A Brownian dynamics simulation of aerosol deposition onto spherical collectors

The inclusion of Brownian motion in aerosol deposition studies has often been treated separately from deposition due to other causes (e.g., inertial and electrical forces). A unified approach based on the full solution to the so-called ordinary Langevin equation of motion is presented to study particle deposition on a single spherical collector. The “Brownian dynamics” method given here is useful when the inertial, external, and particle-particle interaction forces are comparable to the diffusive, or Brownian, force. Several example calculations are considered for both the clean, or steady-state, deposition efficiencies, as well as for the unsteady-state efficiencies (particle-particle deposition problem). In particular, for the steady-state behavior, the classic Levich-Lighthill solution to the problem of convective-diffusion to a freely falling sphere has been reproduced. Additionally, an approximate analytical solution for the combined case of inertial and diffusional deposition, recently given by J. Fernandez de la Mora and D. E. Rosner [J. Fluid Mech. 125, 379 (1982)], has been verified and the so-called principle of superposition for the combined case of inertial and electrostatic deposition has been criticized.
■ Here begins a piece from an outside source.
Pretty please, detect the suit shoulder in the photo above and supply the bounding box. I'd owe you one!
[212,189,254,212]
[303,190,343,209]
For the unsteady-state problem, the charge neutralization of an initially uniform charged collecting sphere by the deposition of oppositely charged Brownian particles has been examined. This latter study represents a generalization of the previously proposed “aerosol dynamics” method (M. H. Peters, R. K. Jalan, and D. Gupta, Chem. Eng. Sci., in press) which now includes the Brownian motion of the aerosol particles.